Although Applicant's criminal conduct continued for approximately six years, there is no indication he has repeated that conduct since 1991. Accordingly, Mitigating Condition (MC) 1: The criminal behavior was recent applies. I have considered the remaining mitigating conditions and find that none apply. There is no indication Applicant was pressured or coerced into committing the acts, and while the applicable state law mandates that he be deemed to not have been convicted of an offense, he was not acquitted.
The SF 86 Applicant executed on March 4, 2002 states just above his signature that "a knowing and willful false statement on this form can be punished by fine or imprisonment or both." Despite being advised of the criminality of making a deliberate and false statement, Applicant chose to do just that. Further, Applicant outrageously asserted in the statement he provided on May 22, 2002 that the sexual activity with his six-year-old sister was consensual. I cannot find criminal activity is unlikely to recur or there is evidence of successful rehabilitation in view of the recent false explanations he has provided alleging consensual sexual activity with a tender age child and his falsification of the SF 86.

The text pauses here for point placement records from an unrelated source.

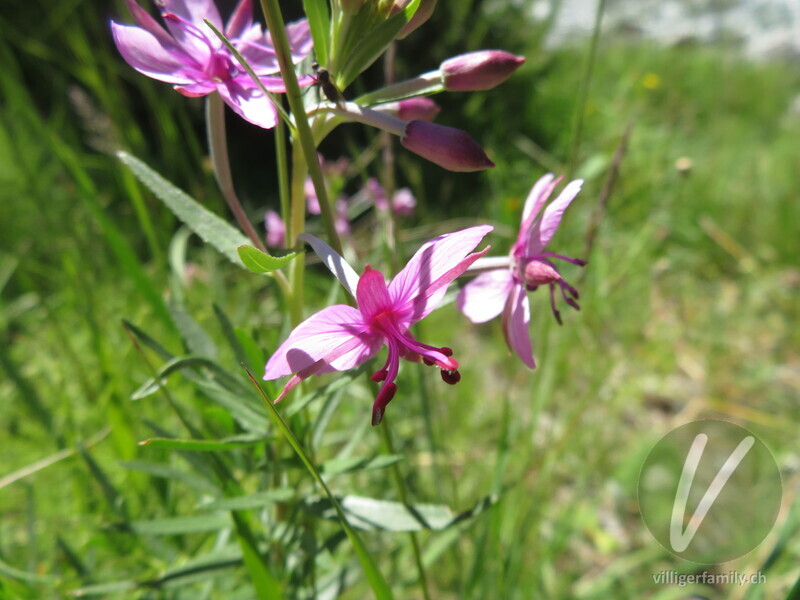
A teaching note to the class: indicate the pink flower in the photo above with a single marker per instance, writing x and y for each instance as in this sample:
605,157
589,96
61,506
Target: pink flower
481,70
341,337
190,56
276,229
527,267
403,201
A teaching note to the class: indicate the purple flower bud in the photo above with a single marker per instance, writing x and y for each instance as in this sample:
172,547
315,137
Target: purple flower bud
450,148
423,13
481,70
538,273
421,108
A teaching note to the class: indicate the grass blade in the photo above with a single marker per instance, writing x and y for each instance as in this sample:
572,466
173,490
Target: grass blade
376,579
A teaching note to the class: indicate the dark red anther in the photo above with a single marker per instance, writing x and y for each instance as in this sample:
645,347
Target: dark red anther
384,397
451,377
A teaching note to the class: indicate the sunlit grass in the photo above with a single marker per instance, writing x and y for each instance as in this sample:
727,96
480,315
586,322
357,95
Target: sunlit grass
688,311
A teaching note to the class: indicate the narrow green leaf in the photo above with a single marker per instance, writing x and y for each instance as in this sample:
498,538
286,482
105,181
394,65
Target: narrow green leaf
261,262
384,515
319,24
244,441
14,573
211,228
266,585
338,466
257,500
194,336
115,501
376,579
148,341
165,471
213,374
203,567
103,589
374,44
181,525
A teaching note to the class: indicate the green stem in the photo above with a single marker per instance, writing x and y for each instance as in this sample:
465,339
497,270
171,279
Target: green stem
218,147
423,85
387,167
283,170
584,90
275,24
403,495
376,579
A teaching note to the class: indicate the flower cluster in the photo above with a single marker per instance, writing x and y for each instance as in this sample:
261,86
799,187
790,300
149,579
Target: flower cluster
187,53
190,56
341,337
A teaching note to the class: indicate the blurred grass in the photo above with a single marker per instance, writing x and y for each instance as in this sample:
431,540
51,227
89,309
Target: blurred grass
688,309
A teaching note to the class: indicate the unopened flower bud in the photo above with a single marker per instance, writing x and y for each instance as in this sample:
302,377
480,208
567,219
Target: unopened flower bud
423,13
422,108
481,70
450,148
539,273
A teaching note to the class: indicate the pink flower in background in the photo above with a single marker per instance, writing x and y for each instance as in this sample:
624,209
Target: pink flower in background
341,337
189,55
528,266
403,200
276,229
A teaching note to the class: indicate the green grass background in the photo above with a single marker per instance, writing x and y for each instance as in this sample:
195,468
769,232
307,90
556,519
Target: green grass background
689,310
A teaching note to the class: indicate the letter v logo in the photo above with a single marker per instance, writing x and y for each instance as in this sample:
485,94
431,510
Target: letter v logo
680,538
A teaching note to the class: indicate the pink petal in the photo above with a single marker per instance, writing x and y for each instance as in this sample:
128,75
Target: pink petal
249,103
194,11
536,198
148,23
371,294
240,20
276,229
334,339
483,298
300,41
544,229
420,286
516,319
194,90
144,52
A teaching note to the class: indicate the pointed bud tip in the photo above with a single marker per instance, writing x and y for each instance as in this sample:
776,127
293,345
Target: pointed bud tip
478,71
448,147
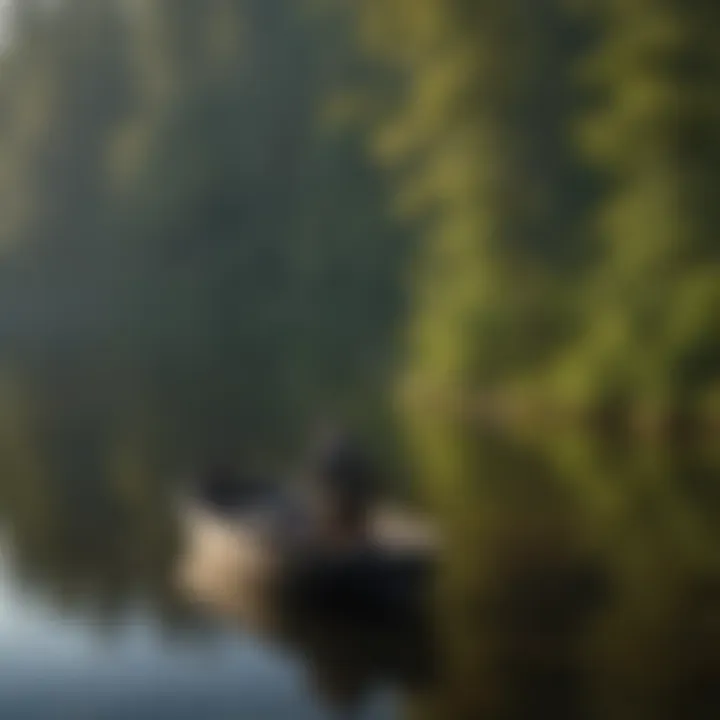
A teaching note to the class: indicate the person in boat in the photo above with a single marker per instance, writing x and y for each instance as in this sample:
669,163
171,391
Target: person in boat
343,491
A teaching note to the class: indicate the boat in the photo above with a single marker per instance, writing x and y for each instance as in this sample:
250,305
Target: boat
248,538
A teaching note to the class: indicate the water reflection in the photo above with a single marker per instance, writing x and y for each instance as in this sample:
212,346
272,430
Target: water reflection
581,576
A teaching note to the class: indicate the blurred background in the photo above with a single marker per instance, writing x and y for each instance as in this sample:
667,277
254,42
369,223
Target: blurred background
484,233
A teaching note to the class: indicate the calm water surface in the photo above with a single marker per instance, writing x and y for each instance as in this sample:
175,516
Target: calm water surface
580,577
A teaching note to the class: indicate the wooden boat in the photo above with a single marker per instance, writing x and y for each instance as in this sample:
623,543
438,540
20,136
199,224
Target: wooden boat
238,544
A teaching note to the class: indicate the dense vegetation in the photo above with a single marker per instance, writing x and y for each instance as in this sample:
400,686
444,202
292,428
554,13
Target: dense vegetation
171,178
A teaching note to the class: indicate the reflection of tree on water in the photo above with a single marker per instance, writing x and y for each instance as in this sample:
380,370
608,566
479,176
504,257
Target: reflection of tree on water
82,500
347,655
581,578
590,587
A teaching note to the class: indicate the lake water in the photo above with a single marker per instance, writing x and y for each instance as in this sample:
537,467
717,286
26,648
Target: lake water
580,577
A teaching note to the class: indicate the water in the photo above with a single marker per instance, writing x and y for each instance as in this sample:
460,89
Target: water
580,576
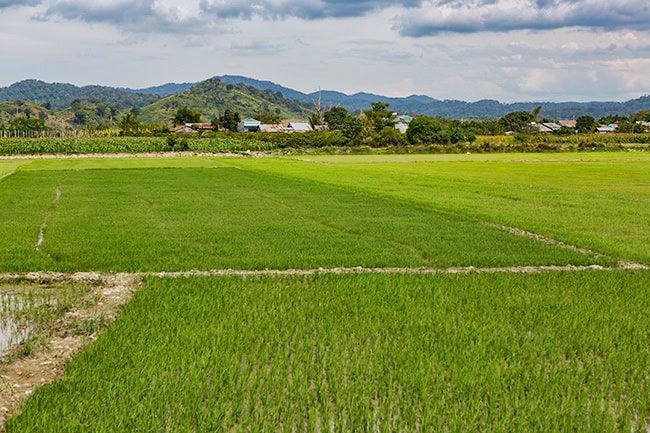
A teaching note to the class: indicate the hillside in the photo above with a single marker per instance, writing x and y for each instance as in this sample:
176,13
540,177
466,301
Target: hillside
250,96
455,109
213,96
59,95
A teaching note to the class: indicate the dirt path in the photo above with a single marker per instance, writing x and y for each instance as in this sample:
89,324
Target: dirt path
140,155
19,378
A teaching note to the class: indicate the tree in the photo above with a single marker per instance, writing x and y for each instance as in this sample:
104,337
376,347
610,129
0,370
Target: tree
423,130
641,116
379,116
129,124
585,124
79,118
186,115
517,121
268,118
228,120
335,117
626,126
25,124
535,113
351,128
389,136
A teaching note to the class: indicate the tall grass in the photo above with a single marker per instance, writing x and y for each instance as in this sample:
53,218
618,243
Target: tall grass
499,353
194,218
602,203
88,145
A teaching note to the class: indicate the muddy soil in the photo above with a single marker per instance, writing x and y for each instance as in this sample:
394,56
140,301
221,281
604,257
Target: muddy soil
20,376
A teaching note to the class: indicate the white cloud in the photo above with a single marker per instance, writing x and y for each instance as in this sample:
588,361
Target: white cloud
472,16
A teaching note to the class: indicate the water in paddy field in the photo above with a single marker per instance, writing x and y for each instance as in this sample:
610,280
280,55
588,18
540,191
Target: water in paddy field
11,331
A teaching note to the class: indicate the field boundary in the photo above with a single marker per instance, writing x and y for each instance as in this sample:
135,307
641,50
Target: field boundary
20,377
48,276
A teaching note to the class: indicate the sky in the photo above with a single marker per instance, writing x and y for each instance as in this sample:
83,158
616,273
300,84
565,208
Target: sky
509,50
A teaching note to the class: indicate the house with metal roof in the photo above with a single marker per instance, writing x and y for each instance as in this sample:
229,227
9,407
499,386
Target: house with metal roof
299,127
249,125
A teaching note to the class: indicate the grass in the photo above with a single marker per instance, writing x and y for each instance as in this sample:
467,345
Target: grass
201,218
596,201
28,312
498,352
482,352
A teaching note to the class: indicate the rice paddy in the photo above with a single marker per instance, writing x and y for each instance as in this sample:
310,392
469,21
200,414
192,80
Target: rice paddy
414,293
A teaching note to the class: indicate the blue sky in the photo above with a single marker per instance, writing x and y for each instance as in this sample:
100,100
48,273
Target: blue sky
510,50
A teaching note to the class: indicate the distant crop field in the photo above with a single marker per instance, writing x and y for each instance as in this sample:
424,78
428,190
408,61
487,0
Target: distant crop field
173,219
341,293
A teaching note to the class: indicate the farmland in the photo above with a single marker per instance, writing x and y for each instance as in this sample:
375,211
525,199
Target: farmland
346,293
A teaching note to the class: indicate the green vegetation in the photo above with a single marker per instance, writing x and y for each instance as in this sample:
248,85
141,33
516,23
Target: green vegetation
499,353
38,146
595,201
28,313
210,98
214,218
492,350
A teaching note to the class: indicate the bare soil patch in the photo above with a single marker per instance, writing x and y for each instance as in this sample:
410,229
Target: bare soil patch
20,376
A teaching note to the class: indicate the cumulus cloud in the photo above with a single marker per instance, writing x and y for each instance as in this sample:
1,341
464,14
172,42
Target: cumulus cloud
18,3
145,16
305,9
473,16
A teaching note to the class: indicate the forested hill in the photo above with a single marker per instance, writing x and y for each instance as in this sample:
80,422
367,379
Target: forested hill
212,97
60,95
252,96
454,109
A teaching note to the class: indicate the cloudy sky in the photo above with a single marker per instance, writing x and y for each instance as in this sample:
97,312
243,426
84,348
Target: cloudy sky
510,50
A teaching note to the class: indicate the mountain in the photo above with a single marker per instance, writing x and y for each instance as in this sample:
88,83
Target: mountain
213,96
60,95
455,109
163,90
293,103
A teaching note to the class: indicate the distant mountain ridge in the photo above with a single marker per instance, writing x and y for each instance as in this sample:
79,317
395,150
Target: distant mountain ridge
61,95
455,109
213,96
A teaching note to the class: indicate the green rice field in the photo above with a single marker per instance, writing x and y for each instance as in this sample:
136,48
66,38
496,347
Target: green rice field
493,293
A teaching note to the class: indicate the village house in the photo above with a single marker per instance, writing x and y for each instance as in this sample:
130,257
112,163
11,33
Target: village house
249,125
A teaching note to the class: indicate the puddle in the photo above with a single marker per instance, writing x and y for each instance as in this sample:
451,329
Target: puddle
17,314
11,332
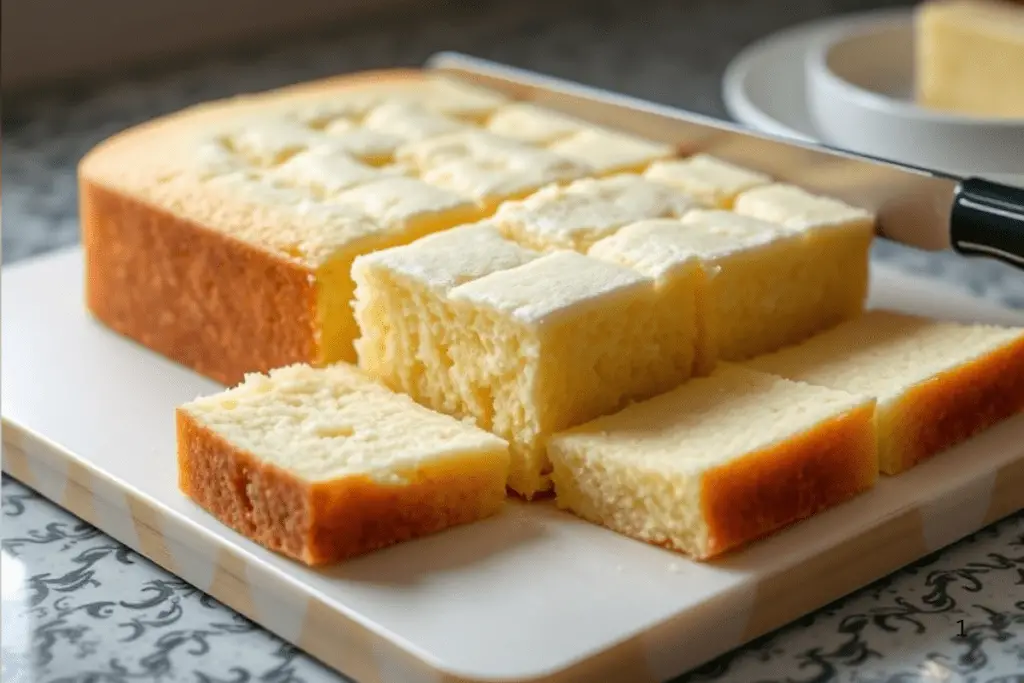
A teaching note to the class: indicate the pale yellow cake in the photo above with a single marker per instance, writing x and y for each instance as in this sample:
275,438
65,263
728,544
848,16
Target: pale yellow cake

Considering all of the evidence, including the whole person factors, and with particular note be given to the recent fabrications he has made in support of his security clearance application, I find the mitigating condition is substantially outweighed by the disqualifying conditions. Accordingly, Guideline J is decided against Applicant.
FORMAL FINDINGS
SOR ¶ 1-Guideline E: Against the Applicant
Subparagraph a: Against the Applicant
SOR ¶ 2-Guideline J: Against the Applicant
Subparagraph a: Against the Applicant
DECISION
In light of all the circumstances presented by the record in this case, it is not clearly consistent with the national interest to grant or continue a security clearance for Applicant. Clearance is denied.
Henry Lazzaro
Administrative Judge
1. This action was taken under Executive Order 10865 and DoD Directive 5220.6, dated January 2, 1992, as amended and modified (Directive). Proof of service of the notice upon Applicant is included in the Supplemental FORM filed by Department Counsel on May 13, 2004. The arrest records attached to the FORM do not disclose what the "10 years" refers to. Applicant in his statement indicated he was sentenced to 10 years in prison. Code of Ala. § 15-19-1, et. seq. Because Code of Ala. § 15-19-7, specifically provides that determinations made under that chapter are not deemed to be convictions, consistent with rules of statutory construction, the provisions of 10 U.S.C. § 986 which by its plain language applies only to "convictions" are inapplicable to this case. The date the SF 86 was prepared, as listed on page 1 of the document, is listed as September 6, 2001. However, the SF 86 was not signed and certified by Applicant until March 4, 2002. ISCR Case No. 96-0277 (July 11, 1997) at p. 2. ISCR Case No. 97-0016 (December 31, 1997) at p. 3; Directive, Enclosure 3, Item E3.1.14. Department of the Navy v. Egan 484 U.S. 518, 531 (1988). ISCR Case No. 01-20700 (December 19, 2002) at p. 3 (citations omitted). ISCR Case No. 98-0761 (December 27, 1999) at p. 2. ISCR Case No. 94-1075 (August 10, 1995) at pp. 3-4; Directive, Enclosure 3, Item E3.1.15. ISCR Case No. 93-1390 (January 27, 1995) at pp. 7-8; Directive, Enclosure 3, Item E3.1.15 Egan, 484 U.S. at 528, 531. Id at 531. Egan, Executive Order 10865, and the Directive. I note question 26 does have such a limitation, but that question refers to offenses other than those inquired about in question 21, among others. It is unreasonable to believe Applicant did not realize that charges of Rape and Sodomy I were felonies, and thus required to be listed in response to question 21 as opposed to question 26.